In django.po: I see that the % characters has been doubled:
msgid "" "Modify the invoice state of <%%= client %%> of <%%= date %%>?" msgstr "" "Changer l'état de facturation de <%%= client %%> du <%%= date %%>?"
In my web application, I can see that my first trans is not translated, but the second one is ok.
I've found a workaround for that: using blocktrans instead of trans. Doing it this way work in my application:
<h6>{% blocktrans %}Modify the invoice state of <%= client %> of <%= date %>?{% endblocktrans %}</h6>
Looks like something is different or missing with the trans template tag.
Change History (8)
comment:1 by , 10 years ago
Triage Stage: | Unreviewed → Accepted |
---|
comment:2 by , 10 years ago
The problem with the current solution of doubling percents in trans
string content (to prevent msgfmt check errors, as explained in #11240), is that it's almost impossible to make the reverse operation by replacing double percents by single ones, because the result is a lazy translation (and should be kept lazy), hence post-processing the string is not possible. blocktrans
does that implicitely during the placeholder substitution operation (result % data
).
The only solution I can see currently is to stop doubling percents in trans
strings, and document that in case of translation problems, a translator comment should be added before the string: # Translators: xgettext:no-python-format
(to prevent msgfmt from complaining).
comment:3 by , 10 years ago
See that commit where the above solution is applied: https://github.com/claudep/django/compare/24257
The downside is that a same string translated with trans
or with blocktrans
does not appear identically in the po file:
{% trans "50% of something" %} => msgid "50% of something" {% blocktrans %}50% of something{% endblocktrans %} => msgid "50%% of something"

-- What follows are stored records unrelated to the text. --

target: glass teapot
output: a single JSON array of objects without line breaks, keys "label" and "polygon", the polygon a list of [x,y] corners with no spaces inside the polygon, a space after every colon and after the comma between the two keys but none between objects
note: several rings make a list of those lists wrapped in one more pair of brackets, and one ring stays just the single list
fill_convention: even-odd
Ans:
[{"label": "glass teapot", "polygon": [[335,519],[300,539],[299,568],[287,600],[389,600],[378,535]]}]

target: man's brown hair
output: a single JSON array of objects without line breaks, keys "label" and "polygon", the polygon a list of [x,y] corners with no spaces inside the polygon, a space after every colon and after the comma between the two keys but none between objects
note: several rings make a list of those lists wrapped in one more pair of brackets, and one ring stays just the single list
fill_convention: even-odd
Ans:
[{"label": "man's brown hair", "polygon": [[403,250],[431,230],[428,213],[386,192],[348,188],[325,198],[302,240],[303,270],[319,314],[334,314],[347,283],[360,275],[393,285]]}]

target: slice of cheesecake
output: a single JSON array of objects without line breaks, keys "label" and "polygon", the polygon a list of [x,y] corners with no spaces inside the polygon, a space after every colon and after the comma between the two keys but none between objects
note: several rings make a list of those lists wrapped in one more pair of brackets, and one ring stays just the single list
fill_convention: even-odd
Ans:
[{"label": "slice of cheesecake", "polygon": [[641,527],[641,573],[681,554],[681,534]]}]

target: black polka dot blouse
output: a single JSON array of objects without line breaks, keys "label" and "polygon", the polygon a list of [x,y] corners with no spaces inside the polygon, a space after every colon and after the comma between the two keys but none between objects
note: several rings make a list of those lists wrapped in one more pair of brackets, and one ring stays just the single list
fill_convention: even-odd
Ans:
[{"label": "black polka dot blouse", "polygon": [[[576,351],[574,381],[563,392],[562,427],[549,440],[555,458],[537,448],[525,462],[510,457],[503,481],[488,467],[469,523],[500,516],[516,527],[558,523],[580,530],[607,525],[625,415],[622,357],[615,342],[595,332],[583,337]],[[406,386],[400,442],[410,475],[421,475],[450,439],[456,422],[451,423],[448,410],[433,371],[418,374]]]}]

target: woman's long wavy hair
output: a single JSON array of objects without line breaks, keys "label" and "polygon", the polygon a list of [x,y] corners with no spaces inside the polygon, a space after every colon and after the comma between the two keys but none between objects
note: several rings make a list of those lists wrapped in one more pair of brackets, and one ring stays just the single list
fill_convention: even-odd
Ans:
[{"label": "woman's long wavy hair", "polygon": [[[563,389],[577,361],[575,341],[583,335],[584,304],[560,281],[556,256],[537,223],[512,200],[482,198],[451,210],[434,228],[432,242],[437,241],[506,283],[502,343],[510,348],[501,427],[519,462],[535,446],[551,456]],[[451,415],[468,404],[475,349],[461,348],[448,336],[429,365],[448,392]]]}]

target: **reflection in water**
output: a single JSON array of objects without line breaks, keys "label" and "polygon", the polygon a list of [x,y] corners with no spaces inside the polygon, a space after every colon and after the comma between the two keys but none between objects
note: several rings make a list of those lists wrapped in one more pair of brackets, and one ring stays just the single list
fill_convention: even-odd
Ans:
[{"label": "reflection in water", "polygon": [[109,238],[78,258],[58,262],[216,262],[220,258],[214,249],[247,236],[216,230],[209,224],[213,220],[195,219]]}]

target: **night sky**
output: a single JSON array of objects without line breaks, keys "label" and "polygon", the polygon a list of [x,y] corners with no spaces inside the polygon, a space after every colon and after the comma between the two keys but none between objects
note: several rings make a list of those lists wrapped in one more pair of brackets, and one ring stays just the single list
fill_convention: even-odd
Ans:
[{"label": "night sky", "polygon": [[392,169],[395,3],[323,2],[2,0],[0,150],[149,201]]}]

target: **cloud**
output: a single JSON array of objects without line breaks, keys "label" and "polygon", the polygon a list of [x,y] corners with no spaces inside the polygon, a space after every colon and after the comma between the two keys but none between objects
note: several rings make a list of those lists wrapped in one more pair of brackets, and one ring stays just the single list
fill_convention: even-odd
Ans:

comment:4 by , 10 years ago
This was the ticket I decided to tackle at the pycon sprints (claudep wish you were there so I could thank you in person for your patience on my previous pull... and this one too).
This issue turned out to be quite difficult. I've tried multiple approaches.
Long story short
The simplest solution is to ensure that all translation messages that have a percent signs get python formatting.
Long story long
In an ideal world we would be able to use the template string (with it's curly brace variables) as our msgid. Since that is not possible, template copy is coerced into a python string format / sprintf string.
This is a source of much pain and confusion, especially with percent signs. Why?
xgettext is awkward.
xgettext will identify all python-format strings, example:
echo 'gettext("%s");' | xgettext --language=python --output=- - #, python-format msgid "%s" msgstr ""
This is all good. It gets awkward when you pass it an invalid str fmt, say:
echo 'gettext("%s costs 10%");' | xgettext --language=python --output=- - msgid "%s costs 10%" msgstr ""
This is awkward because the single %
is seen as invalid python format and so the message id is not marked as we would expect.
str fmt / sprintf is awkward.
Since humans are bad parsers, when I look at the format, % %s
I see a percent followed by a string specifier. What this actually means a percent sign specifier, with a whitespace conversion flag, followed by an s
character.
Example:
>>> "% %s" % () '%s' >>> "% 10%s" % () ' %s' >>>
These two bits awkwardness has caused some confusion as past developers have tried to shoehorn the template language into gettext & str fmt.
Example:
{% blocktrans with a=1 %}Blocktrans extraction shouldn't double escape this: %%, a={{ a }}{% endblocktrans %}
Currently django creates msgid:
Blocktrans extraction shouldn't double escape this: %%, a=%(a)s
This is wrong, the correct msgid needs to be:
Blocktrans extraction shouldn't double escape this: %%%%, a=%(a)s
There is a series of negative side-effects.
- The string
1 percent sign %, 2 percent signs %%
is extracted as1 percent sign %%, 2 percent signs %%
- A weird string like
{{item}} costs 10%, three percent signs %%%
will not get marked#, python-format
, Gettext will not complain when compiling messages and django will blow up because string interpolation chokes on%%%
(seeing it as a percent sign followed by a broken identifier).
The solution
First get some robust tests that capture all corner cases of awkwardness. I've added a sample app to the i18n tests to make it easier to write tests that evaluate extraction and translation using the same gettext catalogs. I then refactored tests addressing extraction and translation when a %
is involved.
Second, knock out any special handling of percents and ensure valid python-formatting on strings.
Technically not all template strings with a percent should be python-formatted. If the template was only {% trans "10%" %}
this could go into the gettext catalog with msgid 10%
but such things is not possible with how blocktrans
is rendered.
When using trans
and blocktrans
with the same copy, the two should always extract the same msgid and render identically.
comment:5 by , 10 years ago
Has patch: | set |
---|
comment:7 by , 9 years ago
Patch needs improvement: | unset |
---|
Sigh... will we get this one right one day :-/ (see #11240). I was able to reproduce it.